To the best of knowledge, the are no published data related to voice disorders in healthcare workers associated to universal masking in the COVID‐19 era. We suspect that prolonged use of facial PPE in healthcare professionals poses an occupational health risk of vocal disorders due to the phonotrauma implicated in speaking counteracting the acoustic attenuation generated by them.

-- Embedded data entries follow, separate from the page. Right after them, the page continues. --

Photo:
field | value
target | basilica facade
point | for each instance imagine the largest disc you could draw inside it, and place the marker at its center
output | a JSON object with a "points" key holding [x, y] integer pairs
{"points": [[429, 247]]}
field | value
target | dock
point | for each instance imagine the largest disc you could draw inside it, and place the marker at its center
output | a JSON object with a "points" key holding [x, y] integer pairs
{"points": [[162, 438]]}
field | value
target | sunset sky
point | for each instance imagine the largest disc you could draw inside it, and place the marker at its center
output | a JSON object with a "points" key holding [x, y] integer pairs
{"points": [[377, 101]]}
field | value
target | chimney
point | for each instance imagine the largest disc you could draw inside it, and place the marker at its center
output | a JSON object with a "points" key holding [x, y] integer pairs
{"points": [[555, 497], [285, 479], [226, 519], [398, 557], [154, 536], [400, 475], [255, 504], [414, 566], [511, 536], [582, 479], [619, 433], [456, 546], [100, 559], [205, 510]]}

We aimed to determine the prevalence of voice disorders in healthcare workers of high‐risk hospital care units during the COVID‐19 pandemic in a tertiary center in Santiago, Chile, and determine the risk factors associated with these disorders.

MATERIALS AND METHODS

A cross‐sectional study was conducted at Universidad Católica Clinical Hospital and San Carlos de Apoquindo Hospital, both tertiary centers in Santiago de Chile. An anonymous, self‐administered, 23 item questionnaire survey (available in Appendix S1) was applied between July 22 and August 9, 2020, in the middle of the COVID‐19 outbreak in Chile, to healthcare staff who had direct contact with hospitalized patients in high‐risk hospital areas who use universal and protocolized PPE: isolation general wards, intermediate and intensive care units. At our institution, the working hours are divided into three types of schedules: 44 hours/week shift with 8 hours daily, 22 hours/week shift with 4 hours daily, and fourth shift modality with 24 hours on‐duty followed by 3 days off. All subjects participated in the study voluntarily and signed informed consent. This study was approved by the ethics committee in the Faculty of Medicine of Pontificia Universidad Católica de Chile (protocol number 200705001). Given that the prevalence of voice disorders in this population is unknown, corrected sample size in finite population calculation was performed considering a 50% prevalence, which determined a target sample size of 218 participants. The survey collected information about demographic data, clinical activity (occupation, unit, hours per shift), PPE usage pattern (type of PPE, hours of use, combined use), medical and vocal past history, tobacco use, personal view regarding the presence of vocal problems and severity during the last month, vocal symptoms during last month, own opinion regarding the existence of vocal symptoms the same period the previous year, and Spanish validated Voice Handicap Index (VHI)‐10 questionnaire.

Statistical Analyses

An exploratory data analysis was carried out, checking for atypical values and determining the distribution of the continuous quantitative variables. Descriptive statistics were estimated using the mean and standard deviation (SD) for continuous variables with a normal distribution and the median and interquartile range (IQR) (25th and 75th percentiles) for variables with a biased distribution. In the case of categorical variables, the relative and absolute frequencies were obtained.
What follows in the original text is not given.